The axe is one of humankind’s most ancient tools. The form of this tool has not drifted far from its origins as a stone cutting head hafted onto a branch to gain mechanical advantage, but the design and materials have developed over the centuries. In medieval Europe, the axe evolved into a particularly versatile style capable of multiple operations with interchangeable handles – from felling and hewing to cutting joinery: the socket axe.
Author and carpenter Gustave Rémon has spent years experimenting with, and learning from, ancient axe designs. In his travels around the world with Charpentiers Sans Frontières (Carpenters Without Borders), he has dedicated himself to learning to do most every timber-framing operation with his medieval-pattern, double-bevel axe, affectionately dubbed his “Baby.” This axe can be used with a long handle for felling and quick hewing, then the handle can be swapped over for a shorter one for close-up final hewing and even rough-carving a spoon blank.

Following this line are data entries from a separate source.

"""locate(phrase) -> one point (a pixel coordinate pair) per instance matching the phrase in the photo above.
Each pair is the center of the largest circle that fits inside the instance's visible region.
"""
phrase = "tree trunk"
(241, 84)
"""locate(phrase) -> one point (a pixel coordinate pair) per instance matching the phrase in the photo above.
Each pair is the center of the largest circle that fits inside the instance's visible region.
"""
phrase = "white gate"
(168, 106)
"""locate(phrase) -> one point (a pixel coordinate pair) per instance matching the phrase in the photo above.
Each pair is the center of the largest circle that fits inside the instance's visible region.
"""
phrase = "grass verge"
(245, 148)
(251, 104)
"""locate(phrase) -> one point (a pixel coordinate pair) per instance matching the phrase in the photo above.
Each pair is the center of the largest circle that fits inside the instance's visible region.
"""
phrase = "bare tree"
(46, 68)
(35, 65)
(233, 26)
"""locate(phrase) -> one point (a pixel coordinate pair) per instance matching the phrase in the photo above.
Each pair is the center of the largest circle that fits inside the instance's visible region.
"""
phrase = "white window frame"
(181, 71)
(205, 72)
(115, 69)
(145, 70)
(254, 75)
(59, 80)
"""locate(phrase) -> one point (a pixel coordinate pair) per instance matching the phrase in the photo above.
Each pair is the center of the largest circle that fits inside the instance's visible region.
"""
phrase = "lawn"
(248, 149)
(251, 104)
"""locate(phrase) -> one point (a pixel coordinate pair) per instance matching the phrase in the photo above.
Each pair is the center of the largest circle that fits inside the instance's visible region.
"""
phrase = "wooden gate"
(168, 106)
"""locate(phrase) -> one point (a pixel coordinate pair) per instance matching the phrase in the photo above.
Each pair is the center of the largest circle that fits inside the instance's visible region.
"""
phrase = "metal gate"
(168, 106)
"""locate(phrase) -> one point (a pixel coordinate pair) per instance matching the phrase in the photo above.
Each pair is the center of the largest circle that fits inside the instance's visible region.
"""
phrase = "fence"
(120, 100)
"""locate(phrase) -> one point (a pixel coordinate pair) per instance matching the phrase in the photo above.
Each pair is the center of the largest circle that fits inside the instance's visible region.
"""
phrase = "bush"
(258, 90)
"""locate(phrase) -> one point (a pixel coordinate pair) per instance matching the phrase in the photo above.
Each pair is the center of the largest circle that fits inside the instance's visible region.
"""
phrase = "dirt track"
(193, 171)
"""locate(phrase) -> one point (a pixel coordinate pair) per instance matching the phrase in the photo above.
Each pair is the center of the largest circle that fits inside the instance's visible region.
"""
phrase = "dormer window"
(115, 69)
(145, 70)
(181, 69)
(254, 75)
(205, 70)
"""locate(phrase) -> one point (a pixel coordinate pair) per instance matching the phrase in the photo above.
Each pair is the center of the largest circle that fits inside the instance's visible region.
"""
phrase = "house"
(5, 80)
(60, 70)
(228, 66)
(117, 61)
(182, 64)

Rémon takes us to the ancient oak forests of France, where the trees that were cut to fashion the original roof structure of Notre Dame grew tall and straight, and explains how highly prized a well-made axe with a steel cutting edge would have been those centuries ago. He describes design details and considerations to be weighed by medieval and modern blacksmiths, and shows how such a tool can still be of great value today.